Once again, Diesel can expect some letters: their new ad campaign, with the tagline “Global warming ready” looks set to ruffle some ecological feathers when it launches in Dazed & Confused in early January. Luckily, there’s still a need to be beautiful and fashion conscious and, presumably, this is where Diesel will be able to help. Campaign devised by Diesel Creative Team and Gossip. Creative director: Wilbert Das. Photography: Terry Richardson. Styling by Eduard Enninful

In each vision of a not-too-distant future, photographed by Terry Richardson, the devastating effects of climate change (rising sea levels, heat waves, flooding) are depicted not with grave seriousness or a hard-hitting eco-conscious message but, instead, with typical Diesel aplomb: it doesn’t have to be all that bad, they say, there’ll still be nice clothes to wear.

“We’ve always used irony and parody in order to promote debate and stimulate different points of view amongst our customers and friends,” explains Diesel’s creative director, Wilbert Das. “That’s why, since 1992, we’ve called our series of advertising campaigns Guides to Successful Living: a challenging Diesel point of view on some interesting aspects of our society. This new campaign isn’t the first time that we’ve featured such ‘global’ issues – in one of our first campaigns we spoke about the hole in the ozone layer and since then also the power of big corporations, drug use and Third World poverty.”

This latest campaign is also a timely comment on the way that big business latches onto the latest “fashionable” causes without adding anything constructive to the debate. While Diesel admit they don’t have the answers to the environmental issues, these ads aim to generate a reaction in their young audience.

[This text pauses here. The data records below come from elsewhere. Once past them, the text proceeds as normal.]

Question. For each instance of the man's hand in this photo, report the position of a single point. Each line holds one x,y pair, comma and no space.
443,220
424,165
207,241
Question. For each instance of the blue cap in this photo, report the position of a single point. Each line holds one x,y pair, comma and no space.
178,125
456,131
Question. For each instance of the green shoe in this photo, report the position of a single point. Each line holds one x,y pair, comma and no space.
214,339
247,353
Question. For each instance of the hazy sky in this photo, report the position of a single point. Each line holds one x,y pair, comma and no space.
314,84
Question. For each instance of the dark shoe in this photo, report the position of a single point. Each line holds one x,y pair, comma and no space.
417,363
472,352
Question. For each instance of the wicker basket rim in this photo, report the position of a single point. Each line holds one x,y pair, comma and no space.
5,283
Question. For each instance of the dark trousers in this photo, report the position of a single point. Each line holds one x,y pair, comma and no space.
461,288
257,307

“In the ‘How to… smoke 145 cigarettes a day’ campaign,” says Das, “we created a message about how the cigarette industry used sex to sell their products and, as in the current campaign, we used over-the-top or exaggerated situations to say the opposite of what we intend: to get people’s attention and open up the discussion about the real ‘problem’. The Global Warming campaign isn’t our first addressing a worldwide theme… but maybe the size of the global warming problem is, in the end, much bigger.”